US Treasury Explores Sanctions Relief for Iranian Oil Amid Global Market Pressures
Washington is reportedly weighing the possibility of easing sanctions on a portion of Iranian oil, a move that could swiftly inject new supply into a volatile global market. Statements attributed to US Treasury officials indicate a readiness to “take Iranian oil off sanctions,” potentially alongside releasing more of the nation’s strategic reserves, all aimed at stabilizing oil prices.
Sanctions Background and Policy Shift
Iranian oil has faced intermittent sanctions for over five decades, with the most recent comprehensive restrictions reimposed by the US in 2018 under the Trump administration. This measure followed the US withdrawal from the Joint Comprehensive Plan of Action (JCPOA), an agreement that saw Iran limit its nuclear program in exchange for broad sanctions relief. The potential lifting of sanctions, even on a limited basis, would effectively permit the sale of certain crude oil shipments to international markets.
Addressing Global Supply Shortfalls
This potential influx of Iranian oil could significantly boost global supply, providing a crucial buffer amidst ongoing market disruptions and vulnerabilities in energy infrastructure across various regions. US Treasury officials suggest that Washington might specifically lift sanctions on “oil on water”—cargoes already in transit or storage—in the coming days, enabling quicker market integration.
The contemplation of such a move comes as the US Treasury recently greenlit transactions involving Russian oil loaded before March 12, allowing these dealings until April 11. This follows the European Union’s experience in 2022, where sanctions on Russian energy after the escalation of the Ukraine conflict led to a significant price shock, with Brent crude averaging $100 per barrel throughout that year. Despite the ensuing energy crisis and consumer strain, the EU committed to weaning itself off Russian fossil fuels by the end of 2027.
Geopolitical Tensions and Market Volatility
Heightened geopolitical tensions, particularly in critical maritime corridors like the Strait of Hormuz—a vital artery for approximately 20% of global oil consumption—have notably increased risks to shipping. Concerns over the safe passage of vessels through this strategic waterway have led to market anxieties regarding potential supply disruptions.
Market observers caution that sustained challenges to transit through the Strait of Hormuz could push oil prices significantly higher, potentially reaching $150 or even $200 per barrel. Recent geopolitical events in the region have similarly contributed to significant fluctuations, pushing oil prices to over $115 per barrel on some days. Brent crude, the international benchmark, neared $120 on March 9 and has remained above $100 since March 13.
The Looming Supply Deficit
Analysts widely agree that if shipping through the Strait of Hormuz, which normally facilitates the passage of about one-fifth of the world’s oil in peacetime, faces significant obstacles in the coming weeks, prices have substantial room to increase. The only point of contention among experts is the precise magnitude of this potential surge.
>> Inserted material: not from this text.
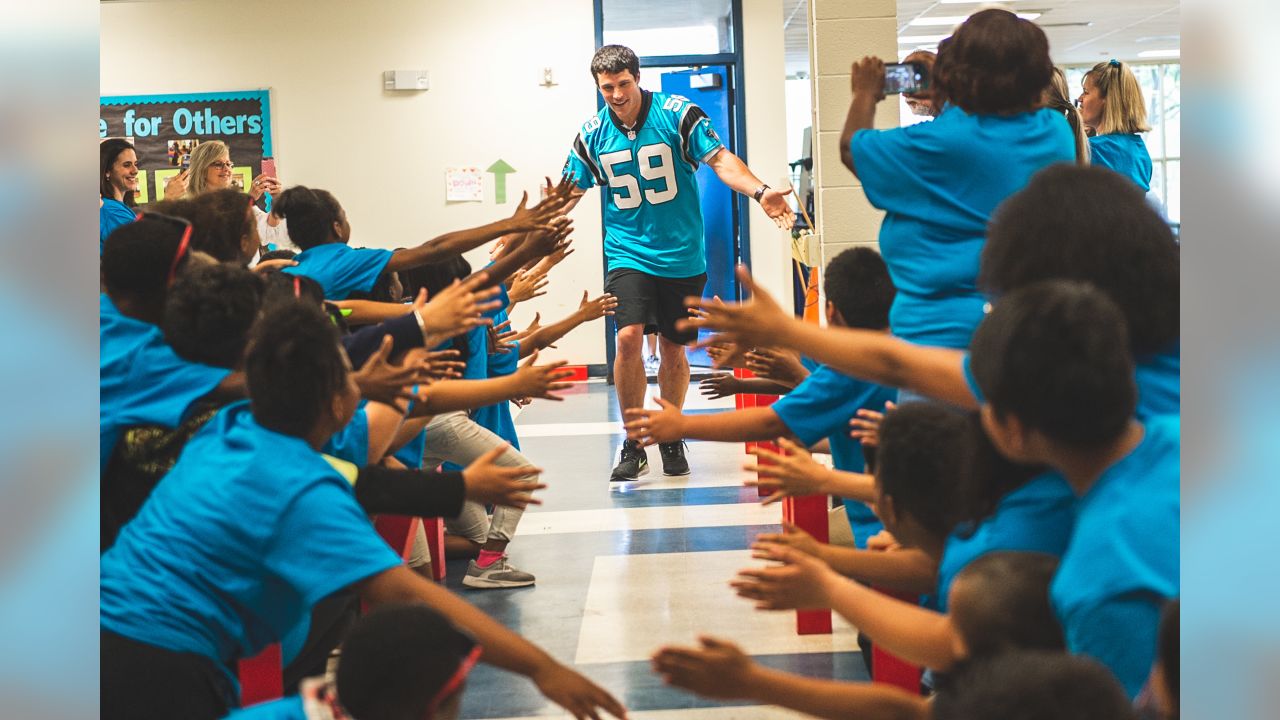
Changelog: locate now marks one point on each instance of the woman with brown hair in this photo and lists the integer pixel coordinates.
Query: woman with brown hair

While various nations have pledged to release 400 million barrels of oil from emergency reserves in coordination with the International Energy Agency, these reserves are unlikely to fully offset a prolonged interruption of maritime traffic through critical chokepoints. Estimates suggest that the global market could face a daily deficit of approximately 10 million barrels, even with the strategic reserve releases factored in. The potential for Iranian oil to re-enter the market is therefore seen as a significant political and economic lever in Washington’s strategy to manage global energy stability.